Il caso si è concluso con l’indicazione da parte del Ministero della Salute italiano di inserire nell’etichetta di prodotti a base di Curcuma una avvertenza cautelativa per la quale questi preparati sarebbero sconsigliati in accertata presenza di epatopatie.

Ai dosaggi raccomandati la Curcuma si dimostra sicura e ben tollerata; è generalmente riconosciuto che la curcumina non causa una significativa tossicità a breve termine a dosi fino a 8 g / die. [158,159]

Le vigenti normative del Ministero della Salute prevedono l’obbligo di dichiarare in etichetta di prodotti nutraceutici informazioni di indicazione esclusivamente conformi al vigente claim ammesso per Curcuma Longa L. che recita: Curcuma longa L. (sin. Curcuma domestica Val., Curcuma domestica Loir., Amomum curcuma Jacq) – Zingiberaceae – rhizoma, aetheroleum – rhizoma: Antiossidante, Funzionalità articolare, Contrasto dei disturbi del ciclo mestruale. [http://www.trovanorme.salute.gov.it/norme/renderNormsanPdf?anno=2019&codLeg=70165&parte=2&serie=]; ne consegue quindi che ufficialmente alla pianta medicinale vengono attribuite specifiche indicazioni d’uso e non altre per le quali attualmente non sono ancora disponibili dati evidenti di efficacia e di tollerabilità anche in ragione dei dosaggi consigliati; attualmente il claim per Curcuma longa L. “Prevents the accumulation of fats and facilitates their destockage by the liver” presso EFSA è in stato “pending” cioè in attesa di definizione positiva o negativa. [https://www.trovaclaim.it/registro-efsa/curcuma-curcuma-longa]

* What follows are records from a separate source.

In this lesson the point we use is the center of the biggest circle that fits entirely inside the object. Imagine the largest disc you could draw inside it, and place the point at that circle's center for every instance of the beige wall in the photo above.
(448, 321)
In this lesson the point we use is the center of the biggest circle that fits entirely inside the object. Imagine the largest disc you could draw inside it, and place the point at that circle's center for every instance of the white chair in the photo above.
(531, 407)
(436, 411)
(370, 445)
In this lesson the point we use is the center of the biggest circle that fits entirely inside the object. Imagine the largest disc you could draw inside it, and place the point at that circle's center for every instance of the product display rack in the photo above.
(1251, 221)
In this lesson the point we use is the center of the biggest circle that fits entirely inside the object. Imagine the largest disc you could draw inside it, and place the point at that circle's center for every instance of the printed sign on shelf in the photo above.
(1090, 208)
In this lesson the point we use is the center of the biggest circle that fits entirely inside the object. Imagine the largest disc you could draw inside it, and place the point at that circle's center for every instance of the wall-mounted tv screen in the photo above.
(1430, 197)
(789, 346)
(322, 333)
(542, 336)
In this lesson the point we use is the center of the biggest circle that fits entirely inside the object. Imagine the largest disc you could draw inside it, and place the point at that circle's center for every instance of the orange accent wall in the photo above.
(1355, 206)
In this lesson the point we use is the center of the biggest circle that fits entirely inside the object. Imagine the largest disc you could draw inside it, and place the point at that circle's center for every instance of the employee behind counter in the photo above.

Come riportato nelle conclusioni ministeriali sarebbero inoltre da approfondire gli aspetti tossicologici dell’associazione di Curcuma con altre piante medicinali (es. Piperina) impiegate per migliorare la scarsa biodisponibilità della Curcuma anche se attualmente sarebbe evidente che queste associazioni accelererebbero i tempi di assorbimento dei tre principali curcuminoidi ma non ne migliorerebbero la biodisponibilità mentre incrementerebbero la biodisponibilità di loro metaboliti secondari. [161]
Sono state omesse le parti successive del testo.